By Marc Campopiano, Neeraj Arora, Jared Johnson and Benjamin Gibson
The California Public Utilities Commission (CPUC) will require the state’s three large investor-owned utilities (IOUs) to invest in a combined 1,325 MW of energy storage by the end of 2020, the first-such mandate in the United States. The CPUC views increased deployment of energy storage as an important step towards a greater reliance on renewable energy to meet California’s electricity needs. Energy storage allows electricity generated during off peak periods to be used during peak periods. This is particularly useful in the context of intermittent renewables that may not be available during peak demand periods.
AB 2514 directed the CPUC to evaluate establishing a procurement program for energy storage. On October 17, 2013, the CPUC issued a decision requiring procurement targets for the years 2014-2020. Specifically, each investor-owned utility must meet the following increasingly stringent targets:
The first procurement cycle, including the first competitive solicitation, will occur on December 1, 2014. Additional procurement cycles will be held in 2016, 2018, and 2020. The CPUC decision directs each IOU, on or before March 1, 2014, and biennially thereafter in 2016, 2018 and 2020, to file a procurement application containing proposals for energy storage procurement. The procurement applications are to contain, among other things, updated procurement capacity targets and detailed descriptions of how each IOU intends to procure resources, e.g., specifying the structure of any Request for Offers (RFO) or related processes.

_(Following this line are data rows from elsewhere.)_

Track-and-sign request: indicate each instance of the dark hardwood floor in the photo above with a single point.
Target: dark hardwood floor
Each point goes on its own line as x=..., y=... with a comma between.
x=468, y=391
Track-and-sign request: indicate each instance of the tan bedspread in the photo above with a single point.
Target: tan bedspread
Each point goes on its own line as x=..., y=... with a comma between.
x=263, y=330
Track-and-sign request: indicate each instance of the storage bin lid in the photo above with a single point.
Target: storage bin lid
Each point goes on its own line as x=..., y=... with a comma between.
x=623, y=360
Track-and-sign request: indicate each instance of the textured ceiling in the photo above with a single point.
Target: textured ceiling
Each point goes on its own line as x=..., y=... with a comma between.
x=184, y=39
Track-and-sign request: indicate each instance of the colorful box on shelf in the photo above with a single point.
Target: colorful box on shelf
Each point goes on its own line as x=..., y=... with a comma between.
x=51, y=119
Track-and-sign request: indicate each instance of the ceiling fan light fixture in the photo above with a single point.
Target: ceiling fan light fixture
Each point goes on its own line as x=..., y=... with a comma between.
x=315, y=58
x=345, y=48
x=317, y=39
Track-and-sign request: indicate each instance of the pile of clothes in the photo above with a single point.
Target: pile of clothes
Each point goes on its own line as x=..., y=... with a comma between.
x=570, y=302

The capacity targets refer to storage pending contract, under contract, or installed after the end of each cycle. Southern California Edison (SCE) has included an energy storage component of at least 50 MW in its 2013 Local Capacity Requirements RFO, which was authorized pursuant to CPUC Decision 13-02-015.

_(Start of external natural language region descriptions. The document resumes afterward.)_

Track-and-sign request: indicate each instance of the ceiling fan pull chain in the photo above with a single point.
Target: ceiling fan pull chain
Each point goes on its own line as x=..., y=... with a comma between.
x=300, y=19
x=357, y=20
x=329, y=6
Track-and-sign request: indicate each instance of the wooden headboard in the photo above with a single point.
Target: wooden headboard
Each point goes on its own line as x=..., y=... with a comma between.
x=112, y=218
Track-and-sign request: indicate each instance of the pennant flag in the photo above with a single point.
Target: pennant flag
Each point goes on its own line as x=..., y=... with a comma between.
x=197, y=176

For each procurement cycle, the investor-owned utilities must meet targets in each of three grid domains based on where the storage is connected to the grid: transmission-connected, distribution-connected, and customer-side. Examples of energy storage technologies for each of these domains includes but is not limited to:
- Transmission storage – hydroelectric pumped storage, compressed air energy storage, flywheels, and batteries either co-located with generation, sited alone to provide ancillary services or load following, or used to enhance reliability through voltage support.
- Distribution storage – batteries and flywheels deployed at substations or near distributed generation sources, such as solar photovoltaic systems.

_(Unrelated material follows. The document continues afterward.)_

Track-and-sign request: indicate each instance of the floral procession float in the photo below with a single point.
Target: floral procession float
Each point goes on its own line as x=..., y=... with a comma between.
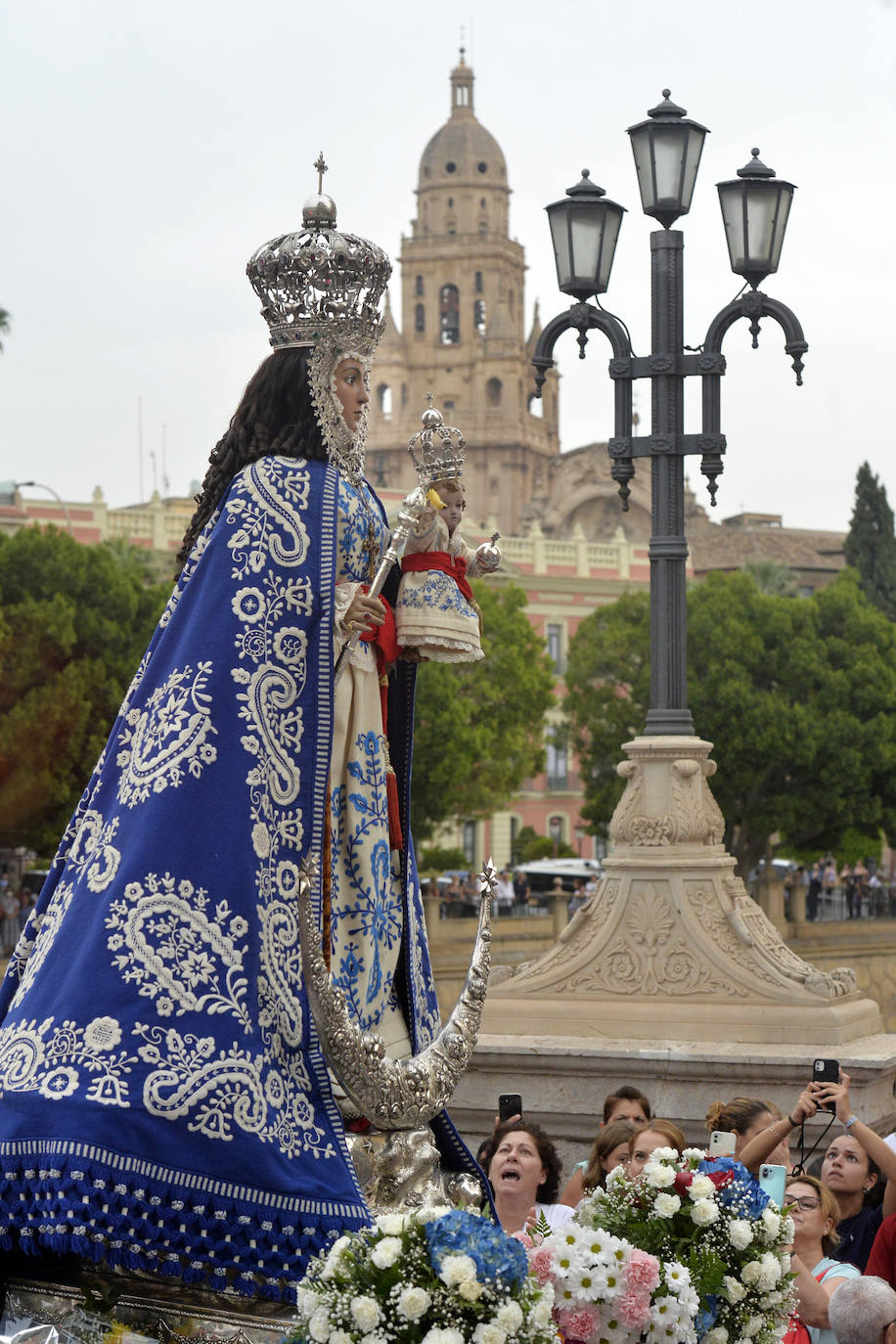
x=691, y=1250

- Customer storage – most commonly, batteries and thermal energy storage. Thermal energy storage can include making ice during off-peak hours for later use in cooling during time of peak electrical use. In the future, plug-in electric vehicles may be able to return electricity to the grid when not in use.
- Energy storage, as defined in California law, encompasses a variety of technologies, including batteries, flywheels, thermal energy storage, and hydroelectric pumped storage. Storage systems can be co-located with generation or placed locally on the distribution grid.
- Eligible projects are those that conform with Cal. Pub. Util. Code § 2835(a), including mechanical, chemical, or thermal systems that will: (1) reduce greenhouse gas emissions; (2) reduce demand for peak electrical generation; (3) defer or substitute an investment in generation, transmission or distribution assets; or (4) improve the reliable operation of the electrical grid.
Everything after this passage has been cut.